The concerns chiefly relate to:

  • Failure of firms to match CFDs to an appropriate target market. The FCA considers CFDs to be complex and high-risk. It demands that firms define an appropriate target market and match the CFD product to the market’s needs. The FCA discovered firms defined target markets poorly – based on nebulous descriptive criteria – resulting in an inability to select appropriate products according to market requirements.
  • Retail customers losing money. The FCA found 76% of retail customers who bought CFD products lost money from July 2015 to June 2016.
  • Providers failing to select and monitor distributors. Providers are required to rigorously select and oversee their chosen distributors on an ongoing basis, ensuring their distributors sufficiently understand the products so they can inform or advise their clients appropriately. The FCA noted widespread inadequacies in providers’ due diligence when engaging distributors, and ensuring their competence. The FCA further considered none of the firms it sampled were measuring up to its monitoring standards.
  • Managing conflicts of interest. The FCA considered most firms’ measures in this area were lacking, and expressed concern that several firms failed to record a single instance of a conflict or even claimed there was no potential for conflicts in this area.
  • Ineffective oversight of distribution channels. Providers are required to detect distribution patterns and evaluate whether products are reaching their target market. Distributors are also required to quantitatively oversee distribution.

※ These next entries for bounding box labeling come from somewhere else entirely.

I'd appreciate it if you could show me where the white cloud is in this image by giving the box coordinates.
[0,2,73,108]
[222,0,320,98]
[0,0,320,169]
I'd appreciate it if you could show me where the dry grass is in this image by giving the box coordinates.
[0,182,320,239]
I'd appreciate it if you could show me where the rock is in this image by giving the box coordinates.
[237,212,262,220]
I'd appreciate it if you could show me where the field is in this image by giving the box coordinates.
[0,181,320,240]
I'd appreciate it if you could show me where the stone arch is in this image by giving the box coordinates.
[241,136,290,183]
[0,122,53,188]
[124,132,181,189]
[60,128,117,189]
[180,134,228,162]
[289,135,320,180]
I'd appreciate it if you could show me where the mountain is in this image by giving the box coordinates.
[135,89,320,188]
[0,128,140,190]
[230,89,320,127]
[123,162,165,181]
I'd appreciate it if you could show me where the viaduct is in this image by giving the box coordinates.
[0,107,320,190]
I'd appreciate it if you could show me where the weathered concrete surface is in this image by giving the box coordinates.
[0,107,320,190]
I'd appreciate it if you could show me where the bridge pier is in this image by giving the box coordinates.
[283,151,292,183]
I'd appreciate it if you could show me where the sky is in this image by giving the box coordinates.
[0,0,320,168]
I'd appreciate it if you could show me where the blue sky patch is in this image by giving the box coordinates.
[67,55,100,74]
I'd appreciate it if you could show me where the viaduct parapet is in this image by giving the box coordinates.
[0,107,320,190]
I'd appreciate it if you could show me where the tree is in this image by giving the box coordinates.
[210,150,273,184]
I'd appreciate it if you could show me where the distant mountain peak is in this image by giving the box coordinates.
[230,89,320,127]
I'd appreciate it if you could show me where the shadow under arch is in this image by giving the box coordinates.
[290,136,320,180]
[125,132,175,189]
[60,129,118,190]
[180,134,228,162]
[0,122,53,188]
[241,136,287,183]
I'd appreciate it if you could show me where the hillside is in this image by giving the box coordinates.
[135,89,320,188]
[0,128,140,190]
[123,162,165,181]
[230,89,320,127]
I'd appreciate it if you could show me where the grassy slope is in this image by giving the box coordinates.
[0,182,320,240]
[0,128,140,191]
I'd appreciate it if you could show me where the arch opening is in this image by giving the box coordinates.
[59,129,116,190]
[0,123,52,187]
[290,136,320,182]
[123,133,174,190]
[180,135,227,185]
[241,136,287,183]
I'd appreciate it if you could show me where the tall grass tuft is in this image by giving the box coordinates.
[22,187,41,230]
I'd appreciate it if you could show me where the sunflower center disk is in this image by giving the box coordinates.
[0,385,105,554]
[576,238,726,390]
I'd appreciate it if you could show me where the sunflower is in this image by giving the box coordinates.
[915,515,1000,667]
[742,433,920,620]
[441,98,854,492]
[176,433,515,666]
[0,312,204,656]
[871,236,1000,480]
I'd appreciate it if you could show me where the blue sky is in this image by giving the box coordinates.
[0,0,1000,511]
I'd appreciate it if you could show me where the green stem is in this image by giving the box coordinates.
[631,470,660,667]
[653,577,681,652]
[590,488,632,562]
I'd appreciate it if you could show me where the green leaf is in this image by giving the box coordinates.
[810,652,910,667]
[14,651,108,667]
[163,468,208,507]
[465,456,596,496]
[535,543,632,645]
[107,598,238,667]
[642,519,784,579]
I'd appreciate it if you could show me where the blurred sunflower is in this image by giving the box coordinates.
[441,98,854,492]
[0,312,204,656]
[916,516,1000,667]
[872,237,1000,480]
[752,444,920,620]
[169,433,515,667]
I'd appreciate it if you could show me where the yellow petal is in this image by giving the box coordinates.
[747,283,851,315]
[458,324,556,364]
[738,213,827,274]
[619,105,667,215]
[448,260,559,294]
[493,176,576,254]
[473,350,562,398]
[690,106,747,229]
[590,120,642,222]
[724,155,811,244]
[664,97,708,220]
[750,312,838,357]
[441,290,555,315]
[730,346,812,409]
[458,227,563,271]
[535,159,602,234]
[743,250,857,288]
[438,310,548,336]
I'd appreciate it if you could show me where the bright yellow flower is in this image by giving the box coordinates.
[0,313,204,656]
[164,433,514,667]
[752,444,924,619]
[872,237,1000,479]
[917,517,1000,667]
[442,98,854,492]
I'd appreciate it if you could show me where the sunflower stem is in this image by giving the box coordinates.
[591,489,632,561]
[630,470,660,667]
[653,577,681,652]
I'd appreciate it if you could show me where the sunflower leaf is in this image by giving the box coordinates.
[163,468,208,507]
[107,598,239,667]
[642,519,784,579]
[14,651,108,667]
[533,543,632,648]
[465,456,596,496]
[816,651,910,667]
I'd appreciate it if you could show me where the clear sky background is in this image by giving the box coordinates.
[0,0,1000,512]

The FCA thought many firms did not use management information (MI) and KPIs effectively, entailing a lack of critical oversight over distribution channels and risking control failures going unrecognised.
  • Client categorisation. The FCA considered many firms allowed clients to opt-up to ‘elective professional’ status too easily, depriving them of necessary regulatory protection.
  • Remuneration arrangements. Poor practices that the FCA discovered included firms paying their staff entirely according to the revenue they generated (pressurising sales irrespective of customer outcomes) and a lack of documented remuneration policies.

Next steps

The FCA have indicated they intend to take further action against one CFD provider as a result of the review, and it seems likely ESMA or the FCA will take action across the sector on this topic in 2018. Firms involved in the provision and distribution of CFDs should scrutinise their procedures as soon as possible, particularly given the tightening of the regulatory environment made under MiFID II including on product governance, inducements, conflicts and remuneration.